Rabbi David B. Helfand
This week’s Torah portion is Vayishlach: Genesis 32:4 – 36:43
“How much does your life weigh?” In “Up in the Air,” George Clooney’s character invites his audience to imagine stuffing a backpack with everything in their lives: first possessions, then the people closest to them. Eventually, the weight becomes unbearable. His message is that we should carry only what is essential. But his image of the overloaded backpack also captures something many of us feel today. We are weighed down by the world around us, by uncertainty, by responsibility, by fear and hope intertwined. In Parashat Vayishlach, Jacob feels this weight too.
After 20 years away, Jacob prepares to meet his estranged brother, Esav. The last time they saw each other, Jacob had taken Esav’s blessing. Now he hears that Esav is approaching with 400 men. The fear is immediate. The burden of the past is heavy. Jacob divides his camp and sends gifts ahead, unsure of what will happen.
Then the Torah pauses on a curious moment: “And Jacob was left alone. And a figure wrestled with him until the break of dawn.” (Genesis 32:25) Why is Jacob alone on the far side of the river? Rashi, the famous French commentator, says he went back for a small jar he had forgotten. It seems strange that in a moment of life and death anxiety, Jacob would retrace his steps for something so small.
The Imrei Noam, Rabbi Horowitz of Dzikov, explains that this jar contained oil. This oil was passed down from the time of Noah, from the olive branch brought by the dove that signaled the end of the flood. The jar carried a memory of hope, a reminder that devastation can give way to renewal. It was the family’s inherited story of resilience. That is what Jacob went back to retrieve.
We too live in a moment when our backpacks feel impossibly heavy. The world feels uncertain and the future unclear.

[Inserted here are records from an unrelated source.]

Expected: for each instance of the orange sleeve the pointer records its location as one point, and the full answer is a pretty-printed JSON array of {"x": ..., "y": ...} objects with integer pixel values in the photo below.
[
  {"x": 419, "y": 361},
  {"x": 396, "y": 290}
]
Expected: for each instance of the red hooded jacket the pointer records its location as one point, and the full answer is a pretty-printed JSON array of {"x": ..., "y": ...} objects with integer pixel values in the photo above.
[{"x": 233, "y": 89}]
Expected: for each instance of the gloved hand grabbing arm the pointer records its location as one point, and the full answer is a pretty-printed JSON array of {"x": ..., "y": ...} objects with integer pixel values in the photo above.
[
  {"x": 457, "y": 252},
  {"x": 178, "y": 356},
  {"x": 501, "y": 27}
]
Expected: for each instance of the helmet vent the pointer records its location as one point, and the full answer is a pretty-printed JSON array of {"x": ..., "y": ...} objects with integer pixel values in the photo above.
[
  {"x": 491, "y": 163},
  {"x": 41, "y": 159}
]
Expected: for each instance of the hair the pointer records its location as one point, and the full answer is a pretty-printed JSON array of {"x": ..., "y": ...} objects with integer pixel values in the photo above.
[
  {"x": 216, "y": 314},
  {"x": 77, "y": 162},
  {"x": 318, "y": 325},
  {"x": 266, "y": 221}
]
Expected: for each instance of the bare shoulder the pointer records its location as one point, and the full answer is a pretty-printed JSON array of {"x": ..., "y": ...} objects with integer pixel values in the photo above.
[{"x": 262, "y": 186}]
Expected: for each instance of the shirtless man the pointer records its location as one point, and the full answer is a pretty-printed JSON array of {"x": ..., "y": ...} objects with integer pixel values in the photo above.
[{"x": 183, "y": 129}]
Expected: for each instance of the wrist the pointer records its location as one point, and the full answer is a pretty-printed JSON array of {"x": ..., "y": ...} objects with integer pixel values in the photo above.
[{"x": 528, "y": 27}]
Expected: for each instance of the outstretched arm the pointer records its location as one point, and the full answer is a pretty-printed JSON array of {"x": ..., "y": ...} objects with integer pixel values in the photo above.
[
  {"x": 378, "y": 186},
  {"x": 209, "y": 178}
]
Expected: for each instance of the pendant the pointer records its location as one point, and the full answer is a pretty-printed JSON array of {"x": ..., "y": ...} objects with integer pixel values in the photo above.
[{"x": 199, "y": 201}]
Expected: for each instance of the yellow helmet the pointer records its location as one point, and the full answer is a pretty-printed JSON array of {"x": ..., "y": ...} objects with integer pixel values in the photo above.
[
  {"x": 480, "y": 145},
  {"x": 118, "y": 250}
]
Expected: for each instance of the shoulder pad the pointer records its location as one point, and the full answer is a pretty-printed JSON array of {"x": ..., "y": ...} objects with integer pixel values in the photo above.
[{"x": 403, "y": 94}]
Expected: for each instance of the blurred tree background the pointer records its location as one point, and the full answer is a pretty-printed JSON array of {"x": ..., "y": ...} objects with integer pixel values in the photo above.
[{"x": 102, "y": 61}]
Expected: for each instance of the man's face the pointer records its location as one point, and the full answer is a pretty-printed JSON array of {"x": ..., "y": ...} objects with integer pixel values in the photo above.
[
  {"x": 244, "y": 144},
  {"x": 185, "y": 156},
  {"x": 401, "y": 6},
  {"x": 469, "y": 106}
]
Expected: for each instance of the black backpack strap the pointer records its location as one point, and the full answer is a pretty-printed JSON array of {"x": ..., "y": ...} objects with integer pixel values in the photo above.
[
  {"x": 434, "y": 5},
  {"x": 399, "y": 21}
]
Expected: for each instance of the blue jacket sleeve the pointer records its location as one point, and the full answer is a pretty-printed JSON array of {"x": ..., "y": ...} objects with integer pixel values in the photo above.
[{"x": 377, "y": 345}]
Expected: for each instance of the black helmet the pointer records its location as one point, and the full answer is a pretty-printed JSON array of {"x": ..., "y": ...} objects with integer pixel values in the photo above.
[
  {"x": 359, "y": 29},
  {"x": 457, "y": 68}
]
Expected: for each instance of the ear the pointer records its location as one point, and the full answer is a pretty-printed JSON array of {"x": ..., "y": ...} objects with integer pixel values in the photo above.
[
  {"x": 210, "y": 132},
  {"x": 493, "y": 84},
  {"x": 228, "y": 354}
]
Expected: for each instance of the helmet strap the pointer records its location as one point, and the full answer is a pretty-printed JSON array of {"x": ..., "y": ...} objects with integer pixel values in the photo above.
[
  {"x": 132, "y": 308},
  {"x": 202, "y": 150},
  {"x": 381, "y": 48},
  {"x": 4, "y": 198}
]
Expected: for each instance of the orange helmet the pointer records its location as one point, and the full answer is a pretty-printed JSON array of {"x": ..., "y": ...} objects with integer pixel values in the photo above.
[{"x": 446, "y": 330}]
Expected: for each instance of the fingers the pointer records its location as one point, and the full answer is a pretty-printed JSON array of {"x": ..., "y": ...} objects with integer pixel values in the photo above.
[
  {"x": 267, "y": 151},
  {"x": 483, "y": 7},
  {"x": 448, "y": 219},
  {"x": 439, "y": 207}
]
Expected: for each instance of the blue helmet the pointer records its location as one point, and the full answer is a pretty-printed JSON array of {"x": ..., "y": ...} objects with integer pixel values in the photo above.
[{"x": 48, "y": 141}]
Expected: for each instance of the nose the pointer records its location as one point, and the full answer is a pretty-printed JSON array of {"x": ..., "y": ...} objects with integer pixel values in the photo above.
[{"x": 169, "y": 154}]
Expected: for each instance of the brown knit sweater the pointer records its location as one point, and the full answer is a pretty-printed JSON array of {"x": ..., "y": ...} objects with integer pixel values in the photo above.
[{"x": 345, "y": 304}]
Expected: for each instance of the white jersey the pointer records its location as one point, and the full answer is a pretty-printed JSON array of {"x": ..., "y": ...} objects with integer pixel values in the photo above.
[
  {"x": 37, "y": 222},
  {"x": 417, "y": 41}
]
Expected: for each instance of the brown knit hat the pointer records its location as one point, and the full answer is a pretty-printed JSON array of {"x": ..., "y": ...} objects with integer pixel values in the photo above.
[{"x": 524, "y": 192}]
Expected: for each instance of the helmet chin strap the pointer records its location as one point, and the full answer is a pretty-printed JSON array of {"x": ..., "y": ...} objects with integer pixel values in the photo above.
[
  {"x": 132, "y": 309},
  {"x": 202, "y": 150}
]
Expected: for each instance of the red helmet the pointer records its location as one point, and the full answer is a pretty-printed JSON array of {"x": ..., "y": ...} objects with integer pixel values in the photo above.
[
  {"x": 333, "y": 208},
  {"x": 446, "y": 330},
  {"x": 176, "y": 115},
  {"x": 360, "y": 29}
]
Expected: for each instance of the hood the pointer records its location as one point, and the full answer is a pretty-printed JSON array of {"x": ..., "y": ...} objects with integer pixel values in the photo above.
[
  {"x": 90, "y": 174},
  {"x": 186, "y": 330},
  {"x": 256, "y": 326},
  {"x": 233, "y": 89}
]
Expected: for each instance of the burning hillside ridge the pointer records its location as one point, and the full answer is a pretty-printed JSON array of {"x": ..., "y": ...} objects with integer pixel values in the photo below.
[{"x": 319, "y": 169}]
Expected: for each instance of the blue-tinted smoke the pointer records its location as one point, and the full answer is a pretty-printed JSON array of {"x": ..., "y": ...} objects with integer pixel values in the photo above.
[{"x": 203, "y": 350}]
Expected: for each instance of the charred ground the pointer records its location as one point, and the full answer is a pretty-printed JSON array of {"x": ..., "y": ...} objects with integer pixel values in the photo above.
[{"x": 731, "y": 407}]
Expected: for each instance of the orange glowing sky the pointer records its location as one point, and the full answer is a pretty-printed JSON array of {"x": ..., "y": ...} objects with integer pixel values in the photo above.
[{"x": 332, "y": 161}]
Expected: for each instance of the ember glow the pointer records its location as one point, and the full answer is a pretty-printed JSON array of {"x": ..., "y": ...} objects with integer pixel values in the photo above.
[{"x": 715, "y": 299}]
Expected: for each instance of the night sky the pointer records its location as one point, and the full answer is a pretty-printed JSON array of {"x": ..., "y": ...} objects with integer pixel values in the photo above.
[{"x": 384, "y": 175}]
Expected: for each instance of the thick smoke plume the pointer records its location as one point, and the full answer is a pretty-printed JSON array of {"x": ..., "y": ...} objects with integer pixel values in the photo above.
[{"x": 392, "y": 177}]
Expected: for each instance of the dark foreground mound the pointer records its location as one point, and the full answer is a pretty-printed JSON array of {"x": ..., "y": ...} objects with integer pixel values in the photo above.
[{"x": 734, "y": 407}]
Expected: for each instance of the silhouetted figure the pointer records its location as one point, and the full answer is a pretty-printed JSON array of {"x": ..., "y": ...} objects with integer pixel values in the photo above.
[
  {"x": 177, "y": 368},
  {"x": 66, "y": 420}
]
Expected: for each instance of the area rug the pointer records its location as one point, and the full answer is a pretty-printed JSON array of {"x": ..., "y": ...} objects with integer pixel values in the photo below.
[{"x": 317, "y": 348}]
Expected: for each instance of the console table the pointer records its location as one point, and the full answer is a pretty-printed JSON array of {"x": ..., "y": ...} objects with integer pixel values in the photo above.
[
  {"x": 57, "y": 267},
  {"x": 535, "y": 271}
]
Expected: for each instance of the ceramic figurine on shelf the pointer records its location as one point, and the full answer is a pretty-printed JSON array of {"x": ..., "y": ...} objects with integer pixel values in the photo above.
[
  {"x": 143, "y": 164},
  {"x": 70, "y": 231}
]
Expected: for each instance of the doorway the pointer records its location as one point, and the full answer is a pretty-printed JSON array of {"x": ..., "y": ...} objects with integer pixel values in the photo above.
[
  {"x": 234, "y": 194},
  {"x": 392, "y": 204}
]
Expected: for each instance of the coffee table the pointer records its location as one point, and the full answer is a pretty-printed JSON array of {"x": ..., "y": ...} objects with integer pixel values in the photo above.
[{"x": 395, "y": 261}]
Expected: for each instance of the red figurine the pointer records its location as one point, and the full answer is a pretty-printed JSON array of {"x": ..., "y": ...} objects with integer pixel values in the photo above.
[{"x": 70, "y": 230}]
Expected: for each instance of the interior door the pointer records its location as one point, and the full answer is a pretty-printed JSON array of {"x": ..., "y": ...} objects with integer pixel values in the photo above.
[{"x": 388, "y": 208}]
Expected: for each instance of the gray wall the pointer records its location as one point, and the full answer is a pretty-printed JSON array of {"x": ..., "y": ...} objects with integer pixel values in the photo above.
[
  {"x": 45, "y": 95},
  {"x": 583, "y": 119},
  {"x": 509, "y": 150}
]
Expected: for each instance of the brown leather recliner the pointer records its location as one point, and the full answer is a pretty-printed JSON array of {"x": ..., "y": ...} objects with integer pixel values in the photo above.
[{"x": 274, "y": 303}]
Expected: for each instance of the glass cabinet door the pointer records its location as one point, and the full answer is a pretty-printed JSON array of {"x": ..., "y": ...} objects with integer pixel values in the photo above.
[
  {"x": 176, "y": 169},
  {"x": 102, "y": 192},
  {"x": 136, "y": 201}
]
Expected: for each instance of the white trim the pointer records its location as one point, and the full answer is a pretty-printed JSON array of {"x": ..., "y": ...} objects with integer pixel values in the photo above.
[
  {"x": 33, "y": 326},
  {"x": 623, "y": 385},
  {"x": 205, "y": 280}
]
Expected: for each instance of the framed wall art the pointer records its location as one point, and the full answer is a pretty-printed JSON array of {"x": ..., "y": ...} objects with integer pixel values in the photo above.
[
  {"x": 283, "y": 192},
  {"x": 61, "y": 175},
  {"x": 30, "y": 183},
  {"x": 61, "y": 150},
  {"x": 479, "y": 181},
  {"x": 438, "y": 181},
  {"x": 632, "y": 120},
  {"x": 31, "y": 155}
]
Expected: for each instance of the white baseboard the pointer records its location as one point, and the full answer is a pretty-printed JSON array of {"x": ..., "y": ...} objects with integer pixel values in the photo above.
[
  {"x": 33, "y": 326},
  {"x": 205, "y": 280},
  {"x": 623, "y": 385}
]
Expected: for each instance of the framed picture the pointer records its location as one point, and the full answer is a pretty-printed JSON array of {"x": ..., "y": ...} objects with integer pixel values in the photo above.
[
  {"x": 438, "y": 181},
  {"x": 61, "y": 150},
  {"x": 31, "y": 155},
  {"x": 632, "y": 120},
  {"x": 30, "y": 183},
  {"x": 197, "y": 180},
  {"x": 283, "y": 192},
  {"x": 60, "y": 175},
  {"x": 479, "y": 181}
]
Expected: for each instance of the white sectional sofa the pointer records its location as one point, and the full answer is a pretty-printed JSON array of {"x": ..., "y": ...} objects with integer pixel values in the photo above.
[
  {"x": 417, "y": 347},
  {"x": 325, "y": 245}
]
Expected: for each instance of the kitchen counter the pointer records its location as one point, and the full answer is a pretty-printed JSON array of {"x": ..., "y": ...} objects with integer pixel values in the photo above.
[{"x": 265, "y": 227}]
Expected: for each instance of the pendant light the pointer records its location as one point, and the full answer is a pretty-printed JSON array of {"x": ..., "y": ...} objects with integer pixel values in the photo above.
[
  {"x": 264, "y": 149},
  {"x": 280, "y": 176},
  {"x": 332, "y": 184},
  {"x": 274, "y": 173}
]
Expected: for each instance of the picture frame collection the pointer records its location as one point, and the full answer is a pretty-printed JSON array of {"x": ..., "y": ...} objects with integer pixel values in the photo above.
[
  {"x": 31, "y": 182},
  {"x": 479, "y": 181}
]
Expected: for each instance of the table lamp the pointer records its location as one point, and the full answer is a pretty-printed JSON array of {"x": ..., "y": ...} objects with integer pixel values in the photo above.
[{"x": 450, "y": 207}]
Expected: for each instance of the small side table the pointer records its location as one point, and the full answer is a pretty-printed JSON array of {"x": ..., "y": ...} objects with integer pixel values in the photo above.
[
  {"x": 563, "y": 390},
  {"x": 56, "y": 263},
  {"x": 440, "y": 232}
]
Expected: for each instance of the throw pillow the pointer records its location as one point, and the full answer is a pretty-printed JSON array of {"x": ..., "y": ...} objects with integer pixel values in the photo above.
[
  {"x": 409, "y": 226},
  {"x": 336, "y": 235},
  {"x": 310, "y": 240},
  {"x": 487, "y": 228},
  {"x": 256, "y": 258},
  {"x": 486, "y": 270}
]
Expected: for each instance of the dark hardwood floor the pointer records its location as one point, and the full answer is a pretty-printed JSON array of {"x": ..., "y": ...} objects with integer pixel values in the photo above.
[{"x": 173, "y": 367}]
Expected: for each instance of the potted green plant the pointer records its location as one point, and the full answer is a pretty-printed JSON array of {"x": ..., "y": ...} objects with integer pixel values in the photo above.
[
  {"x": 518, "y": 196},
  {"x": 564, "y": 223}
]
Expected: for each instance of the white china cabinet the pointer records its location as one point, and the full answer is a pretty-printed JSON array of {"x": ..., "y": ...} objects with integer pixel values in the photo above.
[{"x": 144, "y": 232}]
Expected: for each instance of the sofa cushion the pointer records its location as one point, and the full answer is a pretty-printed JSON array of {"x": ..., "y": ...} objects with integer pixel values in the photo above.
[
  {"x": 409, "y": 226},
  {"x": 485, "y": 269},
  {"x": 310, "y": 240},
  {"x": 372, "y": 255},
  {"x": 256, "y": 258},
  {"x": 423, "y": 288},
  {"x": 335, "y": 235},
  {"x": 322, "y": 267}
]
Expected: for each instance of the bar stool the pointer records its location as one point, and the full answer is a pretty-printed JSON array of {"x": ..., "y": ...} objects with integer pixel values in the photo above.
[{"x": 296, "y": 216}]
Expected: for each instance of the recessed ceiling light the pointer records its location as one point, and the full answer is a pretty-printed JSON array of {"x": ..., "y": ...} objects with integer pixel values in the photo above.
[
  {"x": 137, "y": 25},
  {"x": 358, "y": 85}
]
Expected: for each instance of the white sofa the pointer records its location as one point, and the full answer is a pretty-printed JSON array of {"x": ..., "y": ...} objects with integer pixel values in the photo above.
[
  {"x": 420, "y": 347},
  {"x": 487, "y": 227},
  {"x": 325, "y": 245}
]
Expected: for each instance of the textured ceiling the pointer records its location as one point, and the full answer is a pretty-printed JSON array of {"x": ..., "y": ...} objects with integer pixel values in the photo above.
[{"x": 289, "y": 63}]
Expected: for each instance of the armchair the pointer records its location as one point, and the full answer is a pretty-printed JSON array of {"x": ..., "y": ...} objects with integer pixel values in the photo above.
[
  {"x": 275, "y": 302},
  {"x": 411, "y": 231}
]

Yet the Imrei Noam reminds us that even when everything else feels burdensome, we must make room for the jar of oil. This jar represents the stories, traditions and sparks of hope that sustain us. Jacob shoulders that jar as he prepares to meet Esav. Their reconciliation is not built on the extravagant gifts he sends ahead but on the shared story that still binds them.
The midrash continues. Jacob later hides this jar at the future site of the Temple. Centuries later, during the Maccabean rededication, that same jar is found containing just enough oil for one day. Yet it burns for eight. The miracle of Chanukah begins with Jacob’s act of returning for what mattered most.
As we approach Chanukah, the message feels especially relevant. Each of us carries challenges, fears and unresolved struggles. Like Jacob, we wrestle with others, with ourselves, with God, and with the world. But we also carry our own jar of oil. These memories, teachings and hopes remind us that light can emerge from darkness.
This jar belongs to all of us. It calls us to become keepers of hope, to pass its flame forward, and to believe that even the smallest drop of light can illuminate the path ahead.
Rabbi David B. Helfand is the rabbi at Shaare Torah in Gaithersburg, Maryland.